235 As is evident from the contents of the day sheet, the majority of the work the applicant performed for the respondent, was as a direct contractor. Relief in this matter is confined to this aspect of the applicant’s contractual relationship with the respondent, to which the provisions of the OD Act apply.
236 On this analysis of the parties’ contract, the inclusion of a provision relating to sub-contractors in Clause 2.1 of the services agreement, is ancillary to and not a substantial feature of the parties’ commercial relationship, that I have described in these reasons.
237 In other words, I consider the capacity to subcontract under the services agreement is an ancillary mechanism within the parties’ owner-driver contract, to ensure the applicant is able maintain its commercial relationship with the respondent.
238 I accept that if the majority of or all the applicant’s transport services were to be provided by subcontractors, it would change the complexion of the parties’ contract and it would cease to be an ‘owner-driver contract’ within the meaning of s 5 of the OD Act.
Light vehicles
239 I take a very similar view in relation to the minority of occasions the applicant performed deliveries for the respondent in his own personal light vehicle.
240 The applicant submitted the evidence suggests the applicant and the respondent agreed to a separate price for these jobs, which was different from and outside the scope of their usual contractual relationship.
241 Even if the applicant’s description of the scope of the parties’ contract is not correct and the provision of deliveries in light vehicles falls within their contract, because of the limited number of jobs the applicant performed, that actually fell into this category, it is reasonable to regard them as only forming a small part of the range of services the applicant provided for the respondent.
242 I am therefore not inclined to accept that David’s performance of a handful of jobs in his own light vehicle, altered the usual relationship between the parties, the substance of which predominately involved the applicant carting goods for the respondent with heavy vehicles under an owner-driver contract.
Conclusion
243 For the reasons set out in the preceding paragraphs, I consider that the Tribunal has the jurisdiction to hear the application.
244 I am satisfied that there was an owner driver contract in place, within the meaning of s 5 of the OD Act, for which the services agreement was a part, but not the entire agreement between the parties.

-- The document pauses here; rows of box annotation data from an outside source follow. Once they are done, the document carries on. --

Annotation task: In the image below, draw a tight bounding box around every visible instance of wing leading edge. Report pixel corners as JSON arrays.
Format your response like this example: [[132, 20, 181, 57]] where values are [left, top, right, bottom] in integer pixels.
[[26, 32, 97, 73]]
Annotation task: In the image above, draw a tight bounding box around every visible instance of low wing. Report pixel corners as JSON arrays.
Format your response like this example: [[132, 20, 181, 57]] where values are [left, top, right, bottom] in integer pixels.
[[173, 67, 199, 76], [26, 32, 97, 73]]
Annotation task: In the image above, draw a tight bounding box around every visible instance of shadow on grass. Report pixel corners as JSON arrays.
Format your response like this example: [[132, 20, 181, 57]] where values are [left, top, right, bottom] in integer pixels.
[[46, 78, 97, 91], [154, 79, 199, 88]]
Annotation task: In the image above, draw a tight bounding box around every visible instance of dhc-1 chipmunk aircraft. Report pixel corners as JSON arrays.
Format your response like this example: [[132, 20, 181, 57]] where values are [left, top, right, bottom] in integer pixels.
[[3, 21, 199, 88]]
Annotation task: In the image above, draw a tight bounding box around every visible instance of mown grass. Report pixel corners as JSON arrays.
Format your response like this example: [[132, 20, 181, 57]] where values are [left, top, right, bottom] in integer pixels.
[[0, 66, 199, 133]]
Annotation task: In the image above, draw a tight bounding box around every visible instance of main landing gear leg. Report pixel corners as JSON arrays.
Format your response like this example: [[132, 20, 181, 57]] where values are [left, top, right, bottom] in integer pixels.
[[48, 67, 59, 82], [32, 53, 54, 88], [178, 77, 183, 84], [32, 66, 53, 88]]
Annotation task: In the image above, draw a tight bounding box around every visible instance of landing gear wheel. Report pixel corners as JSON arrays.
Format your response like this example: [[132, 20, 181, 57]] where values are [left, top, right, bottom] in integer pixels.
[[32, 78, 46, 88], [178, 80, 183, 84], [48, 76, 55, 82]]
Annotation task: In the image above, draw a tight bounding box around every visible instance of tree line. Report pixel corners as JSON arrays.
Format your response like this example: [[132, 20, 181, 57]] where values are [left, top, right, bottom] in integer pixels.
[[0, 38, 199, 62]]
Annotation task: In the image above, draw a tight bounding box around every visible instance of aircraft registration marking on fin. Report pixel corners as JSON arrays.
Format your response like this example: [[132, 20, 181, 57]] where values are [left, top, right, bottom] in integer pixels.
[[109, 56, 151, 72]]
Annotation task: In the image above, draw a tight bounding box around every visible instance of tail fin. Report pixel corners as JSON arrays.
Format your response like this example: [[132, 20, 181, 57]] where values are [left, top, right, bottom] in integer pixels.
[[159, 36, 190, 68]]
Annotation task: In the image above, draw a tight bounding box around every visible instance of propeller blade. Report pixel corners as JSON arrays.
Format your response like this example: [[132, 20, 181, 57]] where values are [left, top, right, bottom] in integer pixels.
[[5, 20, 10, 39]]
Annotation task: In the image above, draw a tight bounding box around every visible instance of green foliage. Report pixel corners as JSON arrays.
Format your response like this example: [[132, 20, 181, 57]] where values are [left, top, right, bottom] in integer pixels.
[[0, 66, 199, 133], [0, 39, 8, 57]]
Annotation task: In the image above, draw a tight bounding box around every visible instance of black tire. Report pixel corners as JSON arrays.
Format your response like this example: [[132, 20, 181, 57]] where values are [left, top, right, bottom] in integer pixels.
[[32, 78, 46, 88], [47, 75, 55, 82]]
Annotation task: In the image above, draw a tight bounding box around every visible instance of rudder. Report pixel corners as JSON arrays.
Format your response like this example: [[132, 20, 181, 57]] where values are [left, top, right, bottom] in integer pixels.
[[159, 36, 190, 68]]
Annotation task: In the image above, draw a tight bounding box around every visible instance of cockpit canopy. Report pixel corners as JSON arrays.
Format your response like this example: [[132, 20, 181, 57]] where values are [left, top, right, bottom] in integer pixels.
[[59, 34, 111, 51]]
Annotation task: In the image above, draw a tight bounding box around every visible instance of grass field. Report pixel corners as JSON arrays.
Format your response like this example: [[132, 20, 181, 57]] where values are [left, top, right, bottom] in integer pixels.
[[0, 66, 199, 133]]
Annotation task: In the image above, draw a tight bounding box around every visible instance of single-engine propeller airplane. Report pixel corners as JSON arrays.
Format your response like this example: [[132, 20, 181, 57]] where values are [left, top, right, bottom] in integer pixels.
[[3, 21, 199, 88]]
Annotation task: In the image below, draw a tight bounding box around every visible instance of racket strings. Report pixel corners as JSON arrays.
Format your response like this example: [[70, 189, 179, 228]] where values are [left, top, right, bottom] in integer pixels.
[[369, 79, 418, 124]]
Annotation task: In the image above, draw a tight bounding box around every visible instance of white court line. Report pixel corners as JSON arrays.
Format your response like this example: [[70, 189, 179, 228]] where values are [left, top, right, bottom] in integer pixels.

I have therefore concluded the owner driver contract which the applicant and the respondent ‘entered into in the course of business’, was ‘partly in writing’, ‘partly oral’ and necessarily required the use of heavy vehicles as a part of their bargain.
245 The contract between the applicant and the respondent, was predominately for the use of the applicant’s heavy vehicles to cart goods for the respondent, which could only be moved with heavy vehicles. The applicant’s limited use of light vehicles and on occasions was not so significant that it altered what was in substance, an owner driver contract.
246 Having made this decision on the respondent’s jurisdictional objection, it is my intention to now list the application before the Tribunal for a conciliation conference.